I understand that it’s sometimes easier to use presentational classes; but I think it’s wrong, if you need to change the appearance of an element you should only touch a .css file.
The best aproach in my opinion is using OOCSS (Object Oriented CSS) http://coding.smashingmagazine.com/2011/12/12/an-introduction-to-object-oriented-css-oocss/ and things like the media object http://www.stubbornella.org/content/2010/06/25/the-media-object-saves-hundreds-of-lines-of-code/
now I want to see a Framework using OOCSS instead a bunch of .col-3 .push_bottom selectors, that would be great.
Doesn’t OOCSS promote using presentational class names? In the first example given (in the Smashing article you shared), it talks about extracting theme-like styles and putting them into a presentational class called “skin”. Unlike “button”, “box”, or “widget”, “skin” has zero semantic markup as far as the HTML is concerned. It is a presentational class.
I like the SMACCS approach, which definitely uses presentational class names and is very familiar (or a type of) OOCSS.
I thought the point of CSS was to define style and not to define my HTML.content? “Semantics” is the meaning, or an interpretation of the meaning, of a word, sign, sentence, etc. If I’m using a grid framework I know exactly what col-3 means as defined by that framework. Now say there are 3 columns each with an article with a class “newsitem” for instance. I now have to find a way to define styles for 3 generic blocks with essentially the same HTML code. How do I target the one I need?
Who says you should ONLY change a CSS file? In this case if I need to change the layout what’s easier, changing the class on the HTML element or coming up with new CSS in the stylesheet for each class (or worse if I’m doing it “semantically”–having to rearrange a bunch of CSS selectors when I already have a class that defines the style I need. II’m not advocating color and font classes but all semantics all the time just for semantics’ sake is just as ridiculous.
By that logic, changing a header from H3 to H4 to change its style is also wrong. Which I think we all would agree is complete nonsense.
Going by what you say, if we had two headings we could end up with H2 being bigger than H1 and taking visual weight. Which of course semantically is clearly wrong. But you say styling changes can only be made using the CSS…
Sorry, but that is just nonsensical, and horribly bad practise.
Great article, I love that you’ve argued both sides and seem to advocate being flexible in the approach to class naming. It’s easy to make up best practice rules with language like never and always… but in practice, especially on a large scale or complex design you’ll always end up making exceptions.

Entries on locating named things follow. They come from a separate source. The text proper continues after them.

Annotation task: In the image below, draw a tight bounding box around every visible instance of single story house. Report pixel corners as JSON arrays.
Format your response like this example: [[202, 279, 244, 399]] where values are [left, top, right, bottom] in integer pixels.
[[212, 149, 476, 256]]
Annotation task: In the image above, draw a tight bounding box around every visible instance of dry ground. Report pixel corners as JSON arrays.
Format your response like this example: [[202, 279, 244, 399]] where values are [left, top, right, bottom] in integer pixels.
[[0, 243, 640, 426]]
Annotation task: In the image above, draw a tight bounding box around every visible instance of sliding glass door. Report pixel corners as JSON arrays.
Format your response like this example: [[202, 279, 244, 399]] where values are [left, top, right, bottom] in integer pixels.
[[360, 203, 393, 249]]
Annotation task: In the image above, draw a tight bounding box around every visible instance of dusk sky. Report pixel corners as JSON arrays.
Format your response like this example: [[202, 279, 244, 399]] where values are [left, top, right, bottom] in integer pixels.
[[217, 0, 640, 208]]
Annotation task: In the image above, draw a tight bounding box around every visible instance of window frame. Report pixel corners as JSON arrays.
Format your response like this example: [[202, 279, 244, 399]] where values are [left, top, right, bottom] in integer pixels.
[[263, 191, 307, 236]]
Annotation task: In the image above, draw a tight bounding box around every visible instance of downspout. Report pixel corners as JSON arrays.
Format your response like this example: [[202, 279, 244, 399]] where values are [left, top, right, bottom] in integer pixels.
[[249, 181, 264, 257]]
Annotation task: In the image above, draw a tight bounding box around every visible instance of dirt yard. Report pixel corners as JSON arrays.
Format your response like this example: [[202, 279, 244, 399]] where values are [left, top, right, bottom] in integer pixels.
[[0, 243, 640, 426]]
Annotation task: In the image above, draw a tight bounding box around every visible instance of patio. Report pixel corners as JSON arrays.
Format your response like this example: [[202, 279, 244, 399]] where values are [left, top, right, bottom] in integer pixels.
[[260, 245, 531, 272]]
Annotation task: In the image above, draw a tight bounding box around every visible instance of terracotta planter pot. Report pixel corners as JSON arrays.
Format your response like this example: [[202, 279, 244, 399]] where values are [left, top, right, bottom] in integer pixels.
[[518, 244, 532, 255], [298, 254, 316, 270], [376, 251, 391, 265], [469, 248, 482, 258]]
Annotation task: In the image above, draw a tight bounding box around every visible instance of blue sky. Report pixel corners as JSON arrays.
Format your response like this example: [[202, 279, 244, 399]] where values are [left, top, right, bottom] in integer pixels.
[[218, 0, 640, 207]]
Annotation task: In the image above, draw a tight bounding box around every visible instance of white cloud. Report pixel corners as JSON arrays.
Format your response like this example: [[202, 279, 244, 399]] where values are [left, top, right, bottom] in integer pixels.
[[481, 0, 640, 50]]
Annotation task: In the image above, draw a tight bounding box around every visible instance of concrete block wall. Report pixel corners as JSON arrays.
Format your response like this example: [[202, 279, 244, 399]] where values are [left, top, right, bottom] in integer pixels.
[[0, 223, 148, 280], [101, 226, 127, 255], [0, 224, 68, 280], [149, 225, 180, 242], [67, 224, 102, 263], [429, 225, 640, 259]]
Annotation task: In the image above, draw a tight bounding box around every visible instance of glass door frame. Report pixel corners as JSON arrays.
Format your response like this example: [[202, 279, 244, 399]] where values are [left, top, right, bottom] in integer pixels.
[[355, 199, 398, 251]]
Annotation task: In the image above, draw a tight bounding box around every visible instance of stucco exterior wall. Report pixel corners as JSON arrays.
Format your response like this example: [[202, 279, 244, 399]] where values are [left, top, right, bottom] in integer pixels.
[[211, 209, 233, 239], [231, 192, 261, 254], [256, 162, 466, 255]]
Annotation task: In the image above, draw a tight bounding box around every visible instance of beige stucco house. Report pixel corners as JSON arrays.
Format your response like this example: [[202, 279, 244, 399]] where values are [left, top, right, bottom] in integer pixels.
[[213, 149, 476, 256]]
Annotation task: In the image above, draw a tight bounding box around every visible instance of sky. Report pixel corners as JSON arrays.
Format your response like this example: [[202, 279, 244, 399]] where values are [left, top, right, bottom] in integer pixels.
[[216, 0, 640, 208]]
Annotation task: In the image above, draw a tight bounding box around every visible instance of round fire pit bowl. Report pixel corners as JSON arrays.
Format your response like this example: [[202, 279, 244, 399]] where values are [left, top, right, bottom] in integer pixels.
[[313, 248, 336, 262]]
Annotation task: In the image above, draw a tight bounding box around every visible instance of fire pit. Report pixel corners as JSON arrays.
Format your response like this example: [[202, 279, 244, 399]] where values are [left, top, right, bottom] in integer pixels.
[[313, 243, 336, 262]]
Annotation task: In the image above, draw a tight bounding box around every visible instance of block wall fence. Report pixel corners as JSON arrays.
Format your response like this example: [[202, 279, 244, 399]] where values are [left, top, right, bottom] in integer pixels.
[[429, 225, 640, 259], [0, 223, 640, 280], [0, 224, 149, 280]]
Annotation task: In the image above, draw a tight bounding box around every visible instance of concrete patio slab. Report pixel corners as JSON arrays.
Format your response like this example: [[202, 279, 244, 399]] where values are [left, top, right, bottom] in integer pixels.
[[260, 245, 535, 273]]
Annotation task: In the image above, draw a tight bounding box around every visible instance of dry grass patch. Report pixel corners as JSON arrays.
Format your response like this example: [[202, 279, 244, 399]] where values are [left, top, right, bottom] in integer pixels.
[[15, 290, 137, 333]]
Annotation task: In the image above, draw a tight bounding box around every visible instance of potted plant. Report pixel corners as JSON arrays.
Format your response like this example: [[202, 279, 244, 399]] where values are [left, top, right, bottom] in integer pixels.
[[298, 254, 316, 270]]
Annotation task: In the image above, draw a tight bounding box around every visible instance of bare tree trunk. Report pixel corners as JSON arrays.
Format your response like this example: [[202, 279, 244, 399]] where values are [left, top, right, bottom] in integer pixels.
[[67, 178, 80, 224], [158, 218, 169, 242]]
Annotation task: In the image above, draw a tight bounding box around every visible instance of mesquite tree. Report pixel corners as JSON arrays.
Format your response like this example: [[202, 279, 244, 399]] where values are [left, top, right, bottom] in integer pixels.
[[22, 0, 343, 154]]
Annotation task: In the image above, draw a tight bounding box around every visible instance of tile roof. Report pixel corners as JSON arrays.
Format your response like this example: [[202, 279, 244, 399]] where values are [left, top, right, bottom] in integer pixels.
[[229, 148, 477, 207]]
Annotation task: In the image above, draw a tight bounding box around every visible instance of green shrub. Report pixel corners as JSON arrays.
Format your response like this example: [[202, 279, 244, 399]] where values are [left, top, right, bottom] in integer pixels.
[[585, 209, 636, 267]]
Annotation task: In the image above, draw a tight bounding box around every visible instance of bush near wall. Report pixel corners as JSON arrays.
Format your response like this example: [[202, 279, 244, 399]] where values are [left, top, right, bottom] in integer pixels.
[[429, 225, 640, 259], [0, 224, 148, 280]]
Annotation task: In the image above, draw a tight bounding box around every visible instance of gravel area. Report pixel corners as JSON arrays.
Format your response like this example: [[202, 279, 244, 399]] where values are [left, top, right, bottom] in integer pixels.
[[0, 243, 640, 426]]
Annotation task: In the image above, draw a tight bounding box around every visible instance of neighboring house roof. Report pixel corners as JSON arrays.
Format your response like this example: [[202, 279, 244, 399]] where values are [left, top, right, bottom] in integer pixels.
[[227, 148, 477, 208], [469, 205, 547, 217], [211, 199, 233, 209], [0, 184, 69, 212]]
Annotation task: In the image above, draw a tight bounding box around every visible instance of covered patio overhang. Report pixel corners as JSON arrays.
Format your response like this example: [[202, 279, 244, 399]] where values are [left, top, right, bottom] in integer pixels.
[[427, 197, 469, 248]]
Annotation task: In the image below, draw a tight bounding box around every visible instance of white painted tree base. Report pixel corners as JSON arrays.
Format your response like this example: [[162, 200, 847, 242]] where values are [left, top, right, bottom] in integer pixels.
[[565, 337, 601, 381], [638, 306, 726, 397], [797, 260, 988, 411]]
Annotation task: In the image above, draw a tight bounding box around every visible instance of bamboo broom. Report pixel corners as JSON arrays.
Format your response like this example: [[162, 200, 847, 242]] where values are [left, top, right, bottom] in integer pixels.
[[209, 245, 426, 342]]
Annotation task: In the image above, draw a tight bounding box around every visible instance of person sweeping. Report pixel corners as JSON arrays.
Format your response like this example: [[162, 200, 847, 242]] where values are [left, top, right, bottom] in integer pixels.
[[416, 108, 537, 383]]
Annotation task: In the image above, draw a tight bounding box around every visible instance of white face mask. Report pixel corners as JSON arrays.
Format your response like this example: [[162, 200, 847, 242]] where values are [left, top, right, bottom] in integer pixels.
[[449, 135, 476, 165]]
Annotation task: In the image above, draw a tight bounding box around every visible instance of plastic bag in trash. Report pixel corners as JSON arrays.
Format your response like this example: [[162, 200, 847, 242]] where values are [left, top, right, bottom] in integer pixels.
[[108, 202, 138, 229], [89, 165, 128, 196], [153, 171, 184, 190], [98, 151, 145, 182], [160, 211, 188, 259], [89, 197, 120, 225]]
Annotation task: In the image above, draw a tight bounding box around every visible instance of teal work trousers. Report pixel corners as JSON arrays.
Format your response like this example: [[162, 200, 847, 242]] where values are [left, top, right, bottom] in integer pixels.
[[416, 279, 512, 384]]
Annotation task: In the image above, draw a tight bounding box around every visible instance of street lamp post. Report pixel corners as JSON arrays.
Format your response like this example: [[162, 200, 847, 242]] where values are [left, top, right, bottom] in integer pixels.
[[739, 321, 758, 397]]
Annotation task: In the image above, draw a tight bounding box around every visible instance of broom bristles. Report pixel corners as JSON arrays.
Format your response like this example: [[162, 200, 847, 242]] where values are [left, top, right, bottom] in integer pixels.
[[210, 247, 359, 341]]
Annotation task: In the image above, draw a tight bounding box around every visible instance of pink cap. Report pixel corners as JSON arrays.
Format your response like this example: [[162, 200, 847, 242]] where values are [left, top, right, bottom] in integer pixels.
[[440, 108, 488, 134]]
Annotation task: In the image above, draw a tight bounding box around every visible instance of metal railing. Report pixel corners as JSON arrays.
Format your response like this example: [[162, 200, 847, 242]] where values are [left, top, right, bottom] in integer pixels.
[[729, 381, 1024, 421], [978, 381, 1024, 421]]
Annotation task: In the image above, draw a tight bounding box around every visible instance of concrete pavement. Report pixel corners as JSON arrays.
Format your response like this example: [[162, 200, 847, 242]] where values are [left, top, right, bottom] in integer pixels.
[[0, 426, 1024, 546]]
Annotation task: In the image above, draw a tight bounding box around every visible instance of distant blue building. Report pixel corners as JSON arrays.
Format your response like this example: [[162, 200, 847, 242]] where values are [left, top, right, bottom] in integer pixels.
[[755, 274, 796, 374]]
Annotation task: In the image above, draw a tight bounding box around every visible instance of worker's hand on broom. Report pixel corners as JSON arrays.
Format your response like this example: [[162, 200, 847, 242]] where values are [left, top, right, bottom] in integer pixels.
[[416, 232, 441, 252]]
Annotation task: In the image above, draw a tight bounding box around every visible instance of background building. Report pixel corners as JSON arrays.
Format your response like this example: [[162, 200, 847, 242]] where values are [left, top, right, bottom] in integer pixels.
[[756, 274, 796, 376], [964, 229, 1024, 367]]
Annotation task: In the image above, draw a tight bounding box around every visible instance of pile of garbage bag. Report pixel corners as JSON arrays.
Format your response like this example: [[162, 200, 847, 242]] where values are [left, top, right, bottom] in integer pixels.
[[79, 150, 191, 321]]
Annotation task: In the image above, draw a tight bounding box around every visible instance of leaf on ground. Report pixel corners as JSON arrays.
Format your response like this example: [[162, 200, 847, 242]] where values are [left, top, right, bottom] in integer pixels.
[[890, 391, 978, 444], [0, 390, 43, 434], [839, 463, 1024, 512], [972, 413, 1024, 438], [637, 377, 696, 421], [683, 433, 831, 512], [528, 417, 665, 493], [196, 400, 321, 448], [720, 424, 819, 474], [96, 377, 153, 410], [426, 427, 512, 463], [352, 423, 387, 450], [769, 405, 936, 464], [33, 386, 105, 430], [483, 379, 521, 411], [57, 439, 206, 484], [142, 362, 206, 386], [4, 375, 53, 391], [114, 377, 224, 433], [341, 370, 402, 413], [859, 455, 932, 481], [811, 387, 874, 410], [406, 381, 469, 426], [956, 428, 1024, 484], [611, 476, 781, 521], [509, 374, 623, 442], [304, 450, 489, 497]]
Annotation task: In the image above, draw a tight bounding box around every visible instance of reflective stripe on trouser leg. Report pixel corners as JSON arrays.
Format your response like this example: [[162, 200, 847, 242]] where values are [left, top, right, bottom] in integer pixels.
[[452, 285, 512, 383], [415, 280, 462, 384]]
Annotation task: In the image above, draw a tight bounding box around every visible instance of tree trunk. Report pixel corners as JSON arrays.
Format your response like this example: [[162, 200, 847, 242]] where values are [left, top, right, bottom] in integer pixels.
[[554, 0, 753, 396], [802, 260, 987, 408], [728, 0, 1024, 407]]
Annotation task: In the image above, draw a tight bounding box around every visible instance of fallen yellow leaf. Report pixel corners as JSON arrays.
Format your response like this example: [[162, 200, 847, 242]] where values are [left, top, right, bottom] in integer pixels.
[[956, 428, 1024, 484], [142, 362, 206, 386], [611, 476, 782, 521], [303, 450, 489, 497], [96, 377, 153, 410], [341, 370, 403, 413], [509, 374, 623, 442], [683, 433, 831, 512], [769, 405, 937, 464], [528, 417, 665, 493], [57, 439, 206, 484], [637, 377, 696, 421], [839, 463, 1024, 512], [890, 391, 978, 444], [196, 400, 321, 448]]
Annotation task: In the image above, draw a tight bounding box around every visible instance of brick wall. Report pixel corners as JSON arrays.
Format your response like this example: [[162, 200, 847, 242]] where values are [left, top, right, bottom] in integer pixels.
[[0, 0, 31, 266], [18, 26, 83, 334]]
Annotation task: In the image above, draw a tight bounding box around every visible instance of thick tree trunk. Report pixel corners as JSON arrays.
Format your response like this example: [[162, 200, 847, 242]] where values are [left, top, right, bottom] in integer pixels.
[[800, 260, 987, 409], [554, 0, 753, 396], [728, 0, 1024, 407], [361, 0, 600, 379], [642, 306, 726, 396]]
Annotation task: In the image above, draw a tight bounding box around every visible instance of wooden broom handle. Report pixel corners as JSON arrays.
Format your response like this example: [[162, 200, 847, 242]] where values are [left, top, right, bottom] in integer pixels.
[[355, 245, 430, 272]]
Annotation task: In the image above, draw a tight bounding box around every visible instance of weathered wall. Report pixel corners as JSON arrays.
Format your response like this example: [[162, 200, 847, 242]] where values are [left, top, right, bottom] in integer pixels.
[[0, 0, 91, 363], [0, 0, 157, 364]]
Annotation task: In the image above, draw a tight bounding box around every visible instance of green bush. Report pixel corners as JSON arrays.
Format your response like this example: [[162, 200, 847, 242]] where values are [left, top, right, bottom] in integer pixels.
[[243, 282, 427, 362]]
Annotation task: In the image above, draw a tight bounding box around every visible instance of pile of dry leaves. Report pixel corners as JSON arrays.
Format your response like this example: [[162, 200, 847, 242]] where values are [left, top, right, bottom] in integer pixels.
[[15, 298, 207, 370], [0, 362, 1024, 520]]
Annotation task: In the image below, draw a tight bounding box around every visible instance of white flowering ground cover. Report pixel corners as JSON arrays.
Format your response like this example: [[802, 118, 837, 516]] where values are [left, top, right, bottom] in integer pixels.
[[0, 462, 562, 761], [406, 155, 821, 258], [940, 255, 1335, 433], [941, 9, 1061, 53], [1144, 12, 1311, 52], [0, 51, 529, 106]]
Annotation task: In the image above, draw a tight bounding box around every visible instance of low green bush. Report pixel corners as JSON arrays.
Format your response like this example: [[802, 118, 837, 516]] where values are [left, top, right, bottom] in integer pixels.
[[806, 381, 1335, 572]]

I must have spent hours discussing what to name a few tricky classes without describing their appearance, before finally coming to the realisation that in some cases it can be an extremely difficult task with no real benefit. In my understanding, the whole point of semantic class naming is to make your code more readable; to make things easier when you come back and work on it a month after you’re done, or when a new dev comes onto the project. If you’ve had to resort to some vague but presentation agnostic name because the element had a purely presentational purpose, you’ve actually made it harder to associate this class with the element(s) it’s applied to, not easier. So you’ve spent longer coming up with something less readable.
I think a consideration of responsive design would have rounded off the argument – if the same markup can concurrently be presented in different ways on different devices, that’s where appearance-specific classes can start to get misleading. The same element might be one column of three on the desktop layout, and also a single column on a mobile device. Col-3 might work in one case but be wrong in another. In a RWD approach you don’t get the opportunity to re-work the HTML to suit the new design, because you’re not getting rid of the old one. To re-state the point I think you’ve already made, this is where flexibility, and applying common sense to a situation instead of blindly adhering to one dogma, becomes really important.
This kind of judgement call is why our industry takes both an analytical and a creative mind all rolled into one. I think when we try to bend every task to fit into the best practices we’ve learned – instead of taking every situation on its own merits – we’re kind of cutting ourselves off from something important: our ability to think critically.
I’m not saying we should just be bashing code together until it works, but we need to weigh all the different opinions of best practice together and come up with a compromise that suits a given situation.
Excellent read, and an interesting outlook on using good practices to write clean and reusable CSS. I never would’ve known that IE9 (and older) had a selector limit! Something to keep in mind when working on really large projects, I suppose. Thanks for the good read, Philip 🙂
Excellent! Finally someone else (and apparently a few others here) who I think can think for themselves! Ben Flanagan said something very good:
It is not that bad, but learning a preprocessor is not a bad idea at all. You should consider it instead of having a hell of classnames in the html.
I am just as surprised to learn that IE9 and others had a selector limit, nonetheless best practice rules are always the way to go imho….
I guess I’ve always considered semantics from the users point of view and not mine as the developer. By that I mean, I’ve always considered how someone that can’t view my site will hear it. Class names like .address or .name or .date (overly simplified for illustration purposes) will mean more to someone using a screen reader than .span-6 or most other presentational classes.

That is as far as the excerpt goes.